J. LL. F. | IBIZA
La tala, por parte del Ayuntamiento de Ibiza, de los 13 árboles que desde hace casi 40 años existían en la plaza Riquer del puerto de Ibiza ha llevado la polémica a este barrio, pues unas asociaciones de vecinos han aplaudido la iniciativa municipal, mientras otros colectivos de residentes en la zona han dirigido duras críticas a la alcaldesa, Marienna Sánchez-Jáuregui.
En concreto, se han talado siete plataneros, que eran los ejemplares más antiguos, y seis robinias, de apenas una década de antigüedad.

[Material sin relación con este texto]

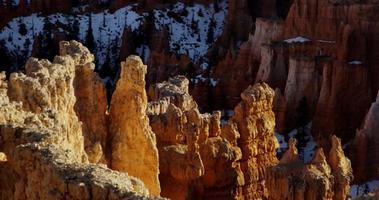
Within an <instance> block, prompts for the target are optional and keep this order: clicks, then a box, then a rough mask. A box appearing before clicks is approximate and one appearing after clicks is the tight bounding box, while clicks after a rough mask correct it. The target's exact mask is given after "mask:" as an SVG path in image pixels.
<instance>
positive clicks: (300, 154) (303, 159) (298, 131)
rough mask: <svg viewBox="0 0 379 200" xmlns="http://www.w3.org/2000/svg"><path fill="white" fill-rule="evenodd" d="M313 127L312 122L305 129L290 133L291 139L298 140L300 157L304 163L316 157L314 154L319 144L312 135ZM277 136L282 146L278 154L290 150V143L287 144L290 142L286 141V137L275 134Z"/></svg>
mask: <svg viewBox="0 0 379 200" xmlns="http://www.w3.org/2000/svg"><path fill="white" fill-rule="evenodd" d="M311 127H312V122H310V123H308V124H307V125H306V126H304V127H300V128H297V129H294V130H292V131H291V132H289V133H288V137H289V138H296V140H297V149H298V152H299V156H300V159H302V160H303V162H304V163H308V162H310V161H311V160H312V158H313V156H314V152H315V150H316V148H317V144H316V142H315V140H314V138H313V136H312V135H311ZM303 128H304V129H303ZM302 129H303V130H302ZM299 130H301V132H299ZM300 133H302V135H300ZM275 136H276V138H277V139H278V141H279V144H280V147H279V149H278V153H282V152H285V151H286V150H287V148H288V143H287V141H288V140H286V138H285V136H284V135H283V134H280V133H275ZM289 138H288V139H289Z"/></svg>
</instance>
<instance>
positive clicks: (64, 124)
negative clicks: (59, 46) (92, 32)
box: [0, 42, 150, 199]
mask: <svg viewBox="0 0 379 200" xmlns="http://www.w3.org/2000/svg"><path fill="white" fill-rule="evenodd" d="M62 47H63V48H62V55H61V56H57V57H55V59H54V61H53V62H52V63H51V62H49V61H47V60H38V59H35V58H31V59H29V61H28V63H27V65H26V67H25V69H26V72H25V74H23V73H13V74H11V75H10V77H9V80H7V79H6V78H5V74H4V73H2V75H1V81H0V85H1V90H0V95H1V98H0V99H1V105H2V106H1V112H0V123H1V140H0V151H1V152H3V155H5V156H3V157H5V159H3V160H2V162H1V163H0V166H1V172H2V173H1V174H2V175H1V178H2V184H1V187H0V189H1V193H2V198H4V199H66V198H70V199H88V198H95V199H106V198H108V199H123V198H130V199H149V197H148V196H149V195H150V194H149V190H148V189H147V188H146V187H145V184H144V183H143V182H142V181H140V180H139V179H137V178H134V177H131V176H129V175H128V174H127V173H120V172H116V171H112V170H110V169H107V168H106V166H101V165H95V164H89V162H88V158H87V153H86V152H85V148H84V146H85V145H84V144H85V142H84V137H86V135H85V134H82V126H81V123H80V122H79V120H78V117H77V116H76V113H75V103H76V97H75V87H74V82H75V80H74V79H75V73H76V67H77V66H79V65H80V62H79V61H80V60H81V61H83V62H84V63H86V61H89V60H90V59H88V58H91V56H90V55H88V54H86V52H88V50H86V49H85V48H83V46H81V45H80V44H78V43H75V42H71V43H65V42H63V43H62ZM66 47H67V48H66ZM71 47H79V49H80V48H81V50H83V51H84V52H82V51H76V52H75V53H73V51H71V50H73V49H72V48H71ZM70 49H71V50H70ZM76 50H78V49H76ZM85 55H87V56H88V57H86V56H85Z"/></svg>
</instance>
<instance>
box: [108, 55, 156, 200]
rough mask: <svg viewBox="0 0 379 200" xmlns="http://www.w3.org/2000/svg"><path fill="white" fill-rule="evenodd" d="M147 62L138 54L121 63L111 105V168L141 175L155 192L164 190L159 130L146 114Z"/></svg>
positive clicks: (128, 57)
mask: <svg viewBox="0 0 379 200" xmlns="http://www.w3.org/2000/svg"><path fill="white" fill-rule="evenodd" d="M146 70H147V68H146V65H144V64H143V63H142V61H141V59H140V58H139V57H137V56H129V57H128V58H127V59H126V61H125V62H122V63H121V74H120V79H119V80H118V82H117V86H116V90H115V91H114V93H113V95H112V100H111V105H110V116H109V118H110V135H111V136H110V137H111V143H112V150H111V151H112V160H111V168H112V169H116V170H118V171H124V172H128V173H129V174H130V175H132V176H135V177H138V178H140V179H141V180H142V181H143V182H144V183H145V185H146V187H147V188H148V189H149V191H150V192H151V194H152V195H155V196H158V195H159V194H160V186H159V180H158V174H159V168H158V162H159V161H158V151H157V147H156V139H155V134H154V133H153V132H152V131H151V127H150V126H149V118H148V117H147V115H146V109H147V96H146V91H145V74H146Z"/></svg>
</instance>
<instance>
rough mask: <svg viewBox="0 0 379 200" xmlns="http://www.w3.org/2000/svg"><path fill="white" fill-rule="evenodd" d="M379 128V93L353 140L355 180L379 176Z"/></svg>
mask: <svg viewBox="0 0 379 200" xmlns="http://www.w3.org/2000/svg"><path fill="white" fill-rule="evenodd" d="M378 130H379V94H378V97H377V98H376V101H375V102H373V103H372V104H371V107H370V110H369V111H368V112H367V114H366V117H365V120H364V122H363V125H362V127H361V128H360V129H358V130H357V133H356V135H355V138H354V140H353V143H352V146H351V151H350V152H349V155H350V157H351V160H352V163H353V169H354V181H356V182H358V183H359V182H362V181H365V180H370V179H375V178H378V168H379V162H378V158H377V157H371V156H370V155H376V154H377V152H378V151H379V147H378V145H377V143H378V134H377V133H378Z"/></svg>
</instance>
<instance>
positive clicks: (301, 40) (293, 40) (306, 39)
mask: <svg viewBox="0 0 379 200" xmlns="http://www.w3.org/2000/svg"><path fill="white" fill-rule="evenodd" d="M310 41H311V40H310V39H308V38H306V37H303V36H297V37H294V38H289V39H286V40H284V42H286V43H288V44H292V43H305V42H310Z"/></svg>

La Asociación de Vecinos y Comerciantes del Puerto de Ibiza y la Asociación de Vendedores del Mercadillo del Puerto de Ibiza dieron ayer su «total apoyo a la decisión del Ayuntamiento». Estos colectivos argumentan que «la situación sanitaria de la plaza era insostenible», porque estos árboles «estaban enfermos». «Se consultó a las autoridades y se informó de que los árboles tenían una enfermedad incurable que causaba alergias», además que «una gran cantidad de pájaros acudían a estos ejemplares generando suciedad y fuerte olor de excrementos», que podían ocasionar infecciones.
Por su parte, la Asociación de Vecinos de sa Riba lamentó lo que considera «una atentado contra el medio ambiente» y en la página de Facebook de la alcaldesa recordó a la edil que la zona está protegida como Patrimonio de la Humanidad. «Devuélvenos los árboles, el derecho al descanso, las zonas verdes, el entorno saludable y una ciudad sostenible», afirman estas agrupaciones.
Las posturas
DISCREPANCIAS
«Atentado ambiental» o acción de «mejora sanitaria»
Los partidarios de la tala afirman que llevaban años reclamando esta medida y la justifican por la enfermedad incurable que, según dicen, afectaba a los ejemplares. Sus detractores recuerdan que es una zona declarada Patrimonio de la Humanidad.